[<prev] [next>] [<thread-prev] [thread-next>] [day] [month] [year] [list]
Message-ID: <cdf00201-b24c-0337-a49f-01df61a45fd1@redhat.com>
Date: Wed, 17 Mar 2021 14:15:38 +0100
From: Paolo Bonzini <pbonzini@...hat.com>
To: Sean Christopherson <seanjc@...gle.com>
Cc: Vitaly Kuznetsov <vkuznets@...hat.com>,
Wanpeng Li <wanpengli@...cent.com>,
Jim Mattson <jmattson@...gle.com>,
Joerg Roedel <joro@...tes.org>, kvm@...r.kernel.org,
linux-kernel@...r.kernel.org, Alexander Graf <graf@...zon.com>,
Yuan Yao <yaoyuan0329os@...il.com>
Subject: Re: [PATCH 1/4] KVM: x86: Protect userspace MSR filter with SRCU, and
set atomically-ish
On 16/03/21 19:44, Sean Christopherson wrote:
> Fix a plethora of issues with MSR filtering by installing the resulting
> filter as an atomic bundle instead of updating the live filter one range
> at a time. The KVM_X86_SET_MSR_FILTER ioctl() isn't truly atomic, as
> the hardware MSR bitmaps won't be updated until the next VM-Enter, but
> the relevant software struct is atomically updated, which is what KVM
> really needs.
>
> Similar to the approach used for modifying memslots, make arch.msr_filter
> a SRCU-protected pointer, do all the work configuring the new filter
> outside of kvm->lock, and then acquire kvm->lock only when the new filter
> has been vetted and created. That way vCPU readers either see the old
> filter or the new filter in their entirety, not some half-baked state.
>
> Yuan Yao pointed out a use-after-free in ksm_msr_allowed() due to a
> TOCTOU bug, but that's just the tip of the iceberg...
>
> - Nothing is __rcu annotated, making it nigh impossible to audit the
> code for correctness.
> - kvm_add_msr_filter() has an unpaired smp_wmb(). Violation of kernel
> coding style aside, the lack of a smb_rmb() anywhere casts all code
> into doubt.
> - kvm_clear_msr_filter() has a double free TOCTOU bug, as it grabs
> count before taking the lock.
> - kvm_clear_msr_filter() also has memory leak due to the same TOCTOU bug.
>
> The entire approach of updating the live filter is also flawed. While
> installing a new filter is inherently racy if vCPUs are running, fixing
> the above issues also makes it trivial to ensure certain behavior is
> deterministic, e.g. KVM can provide deterministic behavior for MSRs with
> identical settings in the old and new filters. An atomic update of the
> filter also prevents KVM from getting into a half-baked state, e.g. if
> installing a filter fails, the existing approach would leave the filter
> in a half-baked state, having already committed whatever bits of the
> filter were already processed.
>
> [*] https://lkml.kernel.org/r/20210312083157.25403-1-yaoyuan0329os@gmail.com
>
> Fixes: 1a155254ff93 ("KVM: x86: Introduce MSR filtering")

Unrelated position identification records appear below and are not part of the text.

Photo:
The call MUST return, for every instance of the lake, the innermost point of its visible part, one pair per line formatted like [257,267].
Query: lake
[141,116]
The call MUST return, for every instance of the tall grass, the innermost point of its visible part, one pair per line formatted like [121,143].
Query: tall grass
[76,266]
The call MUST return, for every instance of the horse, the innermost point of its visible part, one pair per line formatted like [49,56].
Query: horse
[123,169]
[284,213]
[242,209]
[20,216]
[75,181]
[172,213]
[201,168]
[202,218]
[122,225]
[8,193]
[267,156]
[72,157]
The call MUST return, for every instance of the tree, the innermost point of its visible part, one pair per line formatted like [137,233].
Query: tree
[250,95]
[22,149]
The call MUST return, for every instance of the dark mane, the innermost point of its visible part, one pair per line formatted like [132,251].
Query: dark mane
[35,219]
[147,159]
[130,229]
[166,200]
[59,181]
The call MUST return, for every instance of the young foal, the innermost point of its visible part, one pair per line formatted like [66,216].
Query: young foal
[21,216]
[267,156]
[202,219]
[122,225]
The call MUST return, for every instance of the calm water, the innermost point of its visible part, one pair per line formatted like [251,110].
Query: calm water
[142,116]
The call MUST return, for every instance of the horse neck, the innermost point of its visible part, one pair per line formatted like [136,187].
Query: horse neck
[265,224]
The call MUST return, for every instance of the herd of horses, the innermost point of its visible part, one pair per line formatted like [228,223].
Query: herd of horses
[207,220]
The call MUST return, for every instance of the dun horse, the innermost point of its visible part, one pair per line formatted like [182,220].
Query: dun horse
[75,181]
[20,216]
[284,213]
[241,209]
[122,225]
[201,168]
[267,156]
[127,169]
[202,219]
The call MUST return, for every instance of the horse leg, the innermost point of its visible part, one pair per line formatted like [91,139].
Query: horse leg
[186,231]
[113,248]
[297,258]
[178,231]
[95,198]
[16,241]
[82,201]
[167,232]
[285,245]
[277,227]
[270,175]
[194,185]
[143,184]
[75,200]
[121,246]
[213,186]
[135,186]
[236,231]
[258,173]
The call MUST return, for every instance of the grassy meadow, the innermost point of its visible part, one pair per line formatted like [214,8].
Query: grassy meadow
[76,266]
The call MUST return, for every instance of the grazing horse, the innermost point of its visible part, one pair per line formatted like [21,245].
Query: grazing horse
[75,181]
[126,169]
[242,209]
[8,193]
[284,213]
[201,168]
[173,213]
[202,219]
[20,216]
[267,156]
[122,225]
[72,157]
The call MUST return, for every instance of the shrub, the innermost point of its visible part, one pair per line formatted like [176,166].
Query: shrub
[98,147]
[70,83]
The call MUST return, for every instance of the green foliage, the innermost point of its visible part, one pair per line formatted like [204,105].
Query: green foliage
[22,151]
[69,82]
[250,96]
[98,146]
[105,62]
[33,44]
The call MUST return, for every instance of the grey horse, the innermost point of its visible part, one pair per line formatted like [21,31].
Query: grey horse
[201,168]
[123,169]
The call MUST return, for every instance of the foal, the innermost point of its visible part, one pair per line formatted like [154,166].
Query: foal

> Cc: stable@...r.kernel.org
> Cc: Alexander Graf <graf@...zon.com>
> Reported-by: Yuan Yao <yaoyuan0329os@...il.com>
> Signed-off-by: Sean Christopherson <seanjc@...gle.com>
> ---
> Documentation/virt/kvm/api.rst | 6 +-
> arch/x86/include/asm/kvm_host.h | 17 ++---
> arch/x86/kvm/x86.c | 109 +++++++++++++++++++-------------
> 3 files changed, 78 insertions(+), 54 deletions(-)
>
> diff --git a/Documentation/virt/kvm/api.rst b/Documentation/virt/kvm/api.rst
> index 38e327d4b479..2898d3e86b08 100644
> --- a/Documentation/virt/kvm/api.rst
> +++ b/Documentation/virt/kvm/api.rst
> @@ -4806,8 +4806,10 @@ If an MSR access is not permitted through the filtering, it generates a
> allows user space to deflect and potentially handle various MSR accesses
> into user space.
>
> -If a vCPU is in running state while this ioctl is invoked, the vCPU may
> -experience inconsistent filtering behavior on MSR accesses.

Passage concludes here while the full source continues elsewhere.